As at 5th April 2021, Apple has not yet updated its Feature Availability list, so it’s not yet clear when Apple will release this feature to the Australian market.
However, now that the TGA has approved the functionality in wearables, it’s likely that this release will happen very soon.
It’s likely that the release will happen alongside WatchOS 7.5 and iOS 14.5 which is speculated to occur in April 2021.
The TGA held some strong concerns around the accuracy of ECG data.
An analysis of medical device recalls by the TGA in the five years to April 2020 showed that software defects were one of the most common reasons for hospital or retail level medical device recalls.
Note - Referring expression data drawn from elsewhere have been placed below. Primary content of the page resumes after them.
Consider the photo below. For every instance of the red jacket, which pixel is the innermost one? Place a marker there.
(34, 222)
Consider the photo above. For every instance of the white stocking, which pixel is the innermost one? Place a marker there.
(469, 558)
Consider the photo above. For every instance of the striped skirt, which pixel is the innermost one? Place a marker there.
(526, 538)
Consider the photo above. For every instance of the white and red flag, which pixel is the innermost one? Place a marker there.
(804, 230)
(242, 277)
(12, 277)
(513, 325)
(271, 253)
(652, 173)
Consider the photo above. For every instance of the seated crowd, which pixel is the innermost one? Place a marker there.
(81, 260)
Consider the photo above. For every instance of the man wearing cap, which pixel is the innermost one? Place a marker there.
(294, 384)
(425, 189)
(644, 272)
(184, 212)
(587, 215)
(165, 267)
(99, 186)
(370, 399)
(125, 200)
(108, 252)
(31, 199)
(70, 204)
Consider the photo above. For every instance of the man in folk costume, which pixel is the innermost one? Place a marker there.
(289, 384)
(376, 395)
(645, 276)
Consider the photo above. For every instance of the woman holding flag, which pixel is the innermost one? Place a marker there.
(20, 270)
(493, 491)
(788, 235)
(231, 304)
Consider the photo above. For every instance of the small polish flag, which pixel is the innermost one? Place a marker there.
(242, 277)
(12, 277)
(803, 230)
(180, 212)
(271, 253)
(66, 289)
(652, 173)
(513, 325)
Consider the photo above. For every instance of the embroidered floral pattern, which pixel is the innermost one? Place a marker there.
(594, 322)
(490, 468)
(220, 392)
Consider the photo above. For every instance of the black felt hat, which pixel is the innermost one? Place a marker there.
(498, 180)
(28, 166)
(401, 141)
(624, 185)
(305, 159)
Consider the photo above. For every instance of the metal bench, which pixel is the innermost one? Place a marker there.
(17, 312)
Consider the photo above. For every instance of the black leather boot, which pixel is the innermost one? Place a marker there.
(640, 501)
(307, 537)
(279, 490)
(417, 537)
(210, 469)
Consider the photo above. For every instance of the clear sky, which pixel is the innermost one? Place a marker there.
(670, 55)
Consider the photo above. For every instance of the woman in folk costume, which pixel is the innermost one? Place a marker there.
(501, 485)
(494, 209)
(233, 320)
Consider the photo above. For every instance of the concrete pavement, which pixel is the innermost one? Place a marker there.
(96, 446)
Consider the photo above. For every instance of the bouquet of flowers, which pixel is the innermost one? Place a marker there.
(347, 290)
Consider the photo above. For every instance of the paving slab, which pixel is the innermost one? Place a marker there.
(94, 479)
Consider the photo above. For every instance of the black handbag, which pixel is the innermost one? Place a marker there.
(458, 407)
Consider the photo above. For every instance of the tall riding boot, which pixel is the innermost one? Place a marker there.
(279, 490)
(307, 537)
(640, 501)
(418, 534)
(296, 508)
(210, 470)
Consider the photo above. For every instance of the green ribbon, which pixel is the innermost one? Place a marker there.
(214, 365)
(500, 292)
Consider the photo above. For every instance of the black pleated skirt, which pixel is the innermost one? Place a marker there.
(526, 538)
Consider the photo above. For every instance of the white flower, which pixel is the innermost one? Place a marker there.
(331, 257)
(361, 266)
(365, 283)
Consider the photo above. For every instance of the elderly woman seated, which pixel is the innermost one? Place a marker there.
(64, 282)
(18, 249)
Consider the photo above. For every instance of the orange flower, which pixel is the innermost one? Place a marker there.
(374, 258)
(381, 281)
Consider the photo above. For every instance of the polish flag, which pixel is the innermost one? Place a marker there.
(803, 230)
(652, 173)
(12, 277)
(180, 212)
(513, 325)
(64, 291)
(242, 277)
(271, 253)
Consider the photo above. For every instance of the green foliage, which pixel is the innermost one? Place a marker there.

Over 20 % of all device recalls in that period were due to software faults — for example, this equated to 50 recalls in the six month period from 1 October 2019 to 1 April 2020.
While the recall reports are largely from software problems when the software is integrated with a medical device they illustrate the significant and negative health impacts from faults that have required recalls.
Software faults required recalls in a number of devices that perform critical diagnostic and in patient functions. Some examples reported to the TGA include:
Electrocardiographs: Either loss of data or improper signal analysis, incorrect patient assignment affecting clinical assessment of ECG arrhythmias.
One thing is for sure, Apple is here to expand further into the Health & Wearables market, so this announcement will certainly pave the way for more exciting technology to be made available to Australian residents.